• Private equity markets have been popular in recent times amid volatility in stock markets
  • Some of these alternative market funds have ESG credentials
  • Stockhead reached out to Cameron Brownjohn, CEO of Federation Asset Management


Private equity (PE) funds have the potential to offer investors a safe harbour at a time when the outlook for global growth is shaky amid an unprecedented pace in rate hikes.

Some PE funds also boast strong ESG credentials, catering to the increasingly vocal ethical investor whose expectations are forever growing.

Cameron Brownjohn, CEO of a leading Australian alternatives investment manager, Federation Asset Management, said his ESG focus has played a significant role in underpinning the fund’s strong performance.

“We have investments in renewable energy generation activities, renewable energy storage activities, sustainable and social infrastructure, property investments where there is a significant economic and social outcome, and operating businesses where the products or services provide a net societal benefit,” Brownjohn told Stockhead.

Cameron Brownjohn, CEO of Federation Asset Management

So far, the Federation Alternative Investments fund has returned 17.1% per year since inception, investing in sectors across the ESG gamut.

Brownjohn uses negative screens to exclude investments in companies that are materially involved in fossil fuels, gambling, tobacco and alcohol, armaments, live animal export and old growth logging.

ESG aside, he believes the current volatile investment climate is tailor made for private equity funds due to its lower volatility and low correlation compared with listed equities.

“We believe private equity not only offers a deeper pool of companies in which to invest, but that many of these companies are more innovative and productive compared with their listed counterparts,” Brownjohn said.

“It’s a view that we share with one of Australia’s foremost institutional investors, the Future Fund, which has 37% of its $193 billion invested in private equities and alternative investments – its largest allocation of any asset class.”


ESG-focused fund

Federation recently launched the Federation Alternative Investments II (F2) fund, an open-ended strategy that provides investors access to institutional grade, private companies.

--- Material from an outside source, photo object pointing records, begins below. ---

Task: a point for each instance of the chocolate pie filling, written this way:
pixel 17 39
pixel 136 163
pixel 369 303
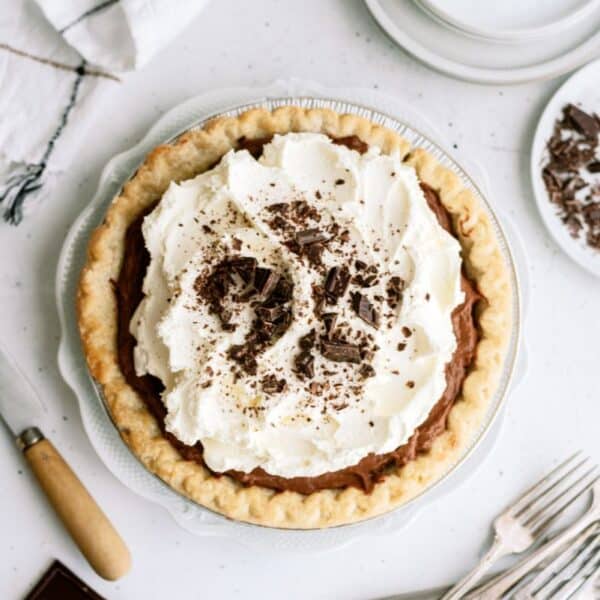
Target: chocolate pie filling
pixel 370 469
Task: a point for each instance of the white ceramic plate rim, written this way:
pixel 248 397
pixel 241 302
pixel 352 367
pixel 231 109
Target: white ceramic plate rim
pixel 72 366
pixel 573 248
pixel 544 70
pixel 508 35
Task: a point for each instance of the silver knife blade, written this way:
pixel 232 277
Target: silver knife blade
pixel 20 406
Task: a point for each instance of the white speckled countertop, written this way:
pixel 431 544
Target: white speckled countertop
pixel 555 410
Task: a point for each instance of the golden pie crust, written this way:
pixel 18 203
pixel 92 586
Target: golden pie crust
pixel 193 153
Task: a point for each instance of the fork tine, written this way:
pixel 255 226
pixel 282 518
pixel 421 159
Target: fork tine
pixel 541 520
pixel 574 574
pixel 592 583
pixel 537 489
pixel 556 565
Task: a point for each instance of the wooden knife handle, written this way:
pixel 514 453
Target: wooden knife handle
pixel 89 527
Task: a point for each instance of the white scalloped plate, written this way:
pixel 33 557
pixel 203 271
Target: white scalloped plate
pixel 582 88
pixel 467 57
pixel 101 431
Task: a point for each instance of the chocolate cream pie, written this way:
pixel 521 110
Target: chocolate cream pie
pixel 297 319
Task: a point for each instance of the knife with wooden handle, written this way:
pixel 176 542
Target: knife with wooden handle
pixel 89 527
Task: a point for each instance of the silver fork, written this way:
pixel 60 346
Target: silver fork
pixel 568 572
pixel 523 523
pixel 572 535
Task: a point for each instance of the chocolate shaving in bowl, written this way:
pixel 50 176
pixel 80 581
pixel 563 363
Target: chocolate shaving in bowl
pixel 271 385
pixel 330 321
pixel 365 310
pixel 569 173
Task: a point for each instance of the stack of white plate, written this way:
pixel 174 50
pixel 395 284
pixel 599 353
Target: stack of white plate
pixel 508 41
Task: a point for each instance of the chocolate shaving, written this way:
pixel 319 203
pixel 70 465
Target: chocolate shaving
pixel 572 150
pixel 271 385
pixel 340 351
pixel 244 266
pixel 307 342
pixel 336 283
pixel 329 320
pixel 305 364
pixel 582 122
pixel 365 310
pixel 366 371
pixel 314 253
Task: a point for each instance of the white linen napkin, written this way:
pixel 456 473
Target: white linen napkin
pixel 56 58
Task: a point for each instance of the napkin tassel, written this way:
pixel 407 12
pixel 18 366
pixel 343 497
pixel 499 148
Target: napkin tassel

Brownjohn believes the pathway to long-term value creation is to invest in companies and assets that address key ESG aspects.

“We invest in the areas that make the greatest net positive difference to society, and we believe this in turn will produce the greatest long-term value,” he said.

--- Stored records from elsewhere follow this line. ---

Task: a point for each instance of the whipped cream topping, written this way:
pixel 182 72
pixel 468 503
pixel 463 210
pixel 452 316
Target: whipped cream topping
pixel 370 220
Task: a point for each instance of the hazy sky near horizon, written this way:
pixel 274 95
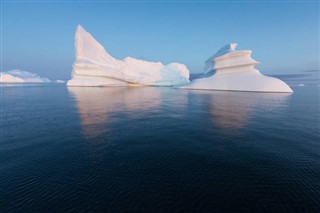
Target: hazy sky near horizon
pixel 39 36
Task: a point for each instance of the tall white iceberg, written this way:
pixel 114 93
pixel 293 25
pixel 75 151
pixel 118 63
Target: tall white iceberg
pixel 94 66
pixel 231 69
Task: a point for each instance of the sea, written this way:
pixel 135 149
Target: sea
pixel 158 149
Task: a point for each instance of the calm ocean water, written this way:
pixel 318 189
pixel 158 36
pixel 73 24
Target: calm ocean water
pixel 150 149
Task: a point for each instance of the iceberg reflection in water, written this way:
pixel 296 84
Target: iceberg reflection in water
pixel 140 148
pixel 100 107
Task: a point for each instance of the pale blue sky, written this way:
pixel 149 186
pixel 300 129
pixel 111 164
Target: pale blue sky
pixel 39 36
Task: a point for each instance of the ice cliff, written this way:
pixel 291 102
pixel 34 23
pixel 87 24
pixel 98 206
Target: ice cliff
pixel 94 66
pixel 231 69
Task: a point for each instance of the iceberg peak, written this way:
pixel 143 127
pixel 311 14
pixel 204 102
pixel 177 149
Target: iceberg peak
pixel 231 69
pixel 94 66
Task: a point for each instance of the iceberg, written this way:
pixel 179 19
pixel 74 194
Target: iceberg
pixel 231 69
pixel 19 76
pixel 94 66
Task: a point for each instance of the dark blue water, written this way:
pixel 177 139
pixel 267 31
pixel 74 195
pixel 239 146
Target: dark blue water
pixel 153 149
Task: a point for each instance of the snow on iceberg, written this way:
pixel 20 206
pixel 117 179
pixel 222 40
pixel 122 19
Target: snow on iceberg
pixel 19 76
pixel 231 69
pixel 94 66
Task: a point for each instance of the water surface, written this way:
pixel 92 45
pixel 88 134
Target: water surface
pixel 159 149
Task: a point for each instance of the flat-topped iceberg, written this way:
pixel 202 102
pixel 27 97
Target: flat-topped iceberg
pixel 19 76
pixel 94 66
pixel 231 69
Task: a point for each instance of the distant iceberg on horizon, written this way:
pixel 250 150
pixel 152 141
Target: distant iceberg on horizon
pixel 94 66
pixel 234 70
pixel 19 76
pixel 228 69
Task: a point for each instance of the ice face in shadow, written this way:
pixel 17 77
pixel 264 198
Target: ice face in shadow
pixel 94 66
pixel 231 69
pixel 98 106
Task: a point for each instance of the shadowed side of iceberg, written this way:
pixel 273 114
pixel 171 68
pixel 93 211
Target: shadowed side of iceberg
pixel 234 70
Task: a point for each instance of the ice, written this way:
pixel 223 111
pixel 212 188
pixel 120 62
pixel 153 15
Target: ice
pixel 19 76
pixel 94 66
pixel 231 69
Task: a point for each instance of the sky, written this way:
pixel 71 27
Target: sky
pixel 38 36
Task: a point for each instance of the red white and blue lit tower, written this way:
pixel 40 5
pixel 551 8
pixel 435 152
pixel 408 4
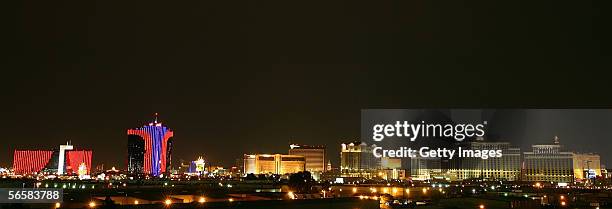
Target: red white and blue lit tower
pixel 150 149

“Our Investment Committee and investment team take into account ESG and ethical issues in our process of research, analysis, selection and monitoring of investments.

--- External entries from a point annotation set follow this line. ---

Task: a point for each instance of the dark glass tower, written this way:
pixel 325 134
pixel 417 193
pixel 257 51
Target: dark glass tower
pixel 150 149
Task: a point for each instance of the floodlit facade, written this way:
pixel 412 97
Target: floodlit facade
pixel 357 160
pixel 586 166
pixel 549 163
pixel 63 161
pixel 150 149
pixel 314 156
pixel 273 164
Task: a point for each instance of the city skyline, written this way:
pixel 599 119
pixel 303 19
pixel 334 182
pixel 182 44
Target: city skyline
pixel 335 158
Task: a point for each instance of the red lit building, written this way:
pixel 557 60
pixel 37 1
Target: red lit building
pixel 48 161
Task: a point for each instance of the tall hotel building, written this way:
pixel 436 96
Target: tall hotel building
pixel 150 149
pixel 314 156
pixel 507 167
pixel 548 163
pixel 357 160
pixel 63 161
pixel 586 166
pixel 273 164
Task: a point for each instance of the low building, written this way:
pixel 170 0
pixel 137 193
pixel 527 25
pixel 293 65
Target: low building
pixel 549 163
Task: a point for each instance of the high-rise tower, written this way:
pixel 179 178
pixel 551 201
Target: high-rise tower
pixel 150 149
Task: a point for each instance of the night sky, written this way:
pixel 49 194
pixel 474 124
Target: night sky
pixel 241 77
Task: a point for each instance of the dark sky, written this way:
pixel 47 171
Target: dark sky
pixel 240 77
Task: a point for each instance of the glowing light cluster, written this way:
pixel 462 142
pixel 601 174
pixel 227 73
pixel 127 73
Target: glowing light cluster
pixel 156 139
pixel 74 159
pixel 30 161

“We employ positive and negative screens to ensure that our investing activities are responsible,” he added.

Sectors in which the F2 fund invests include clean power production, health and education-related real estate, and companies that meet a social and economic need.

Brownjohn cited Synergis, an unlisted disability housing trust that was established in a joint venture with Social Ventures Australia (SVA), as a prime example of an investment having a significant social benefit.

Synergis builds and develops homes for people living with disability in Australia. To date, it has committed to about 87 investment properties that will provide homes for more than 340 NDIS participants.

“This investment represents capital value of about $155 million, against an immediately addressable $11.5 billion opportunity set,” he said.


The case for investing in private markets

Many market watchers now believe the traditional “balanced portfolio of stocks and bonds” will no longer beat inflation in today’s world.

To beat sky-high inflation rate, investors will now need to think outside the box and incorporate alternative investments into their portfolio mix.

“Alternative investments” is a broad term that includes private equity, venture capital, hedge fund, or anything that’s not listed and doesn’t fall under the traditional bonds, cash and stocks definition.

Some investors are drawn to the private market due to the potential for greater returns, as well as lower volatility than listed markets.

“I suspect that many private equity firms would have delivered both of these features through 2022,” Brownjohn told Stockhead.

“Federation’s private equity investments have delivered in excess of 23% return, while on average, investors in ASX 200 companies have lost money in what has been a volatile 2022.”

But investing in private companies is not without its risks.

Murky valuations and lack of liquidity are usually top of investor’s mind when investing in the alternatives market.

There’s also usually a high minimum investment amount set, prohibiting smaller investors from accessing these funds.

The F2 fund however has a minimum investment amount of only $20,000 for retail investors. The fund also allows for monthly subscription and redemptions.

Brownjohn acknowledged that if private companies have an inappropriate capital structure and unsupportive shareholders, then the next 12-24 months can look particularly risky.

“Good private equity managers will support their portfolio companies and use debt prudently,” he said.

He believes that going forward, the availability of opportunities will support PE investing.

“There are far more private companies than listed companies.

“The key is finding those companies that would benefit from the support of private capital, and the management teams with the skill to properly utilise it,” Brownjohn said.


The views, information, or opinions expressed in the interview in this article are solely those of the interviewee and do not represent the views of Stockhead.

Stockhead has not provided, endorsed or otherwise assumed responsibility for any financial product advice contained in this article.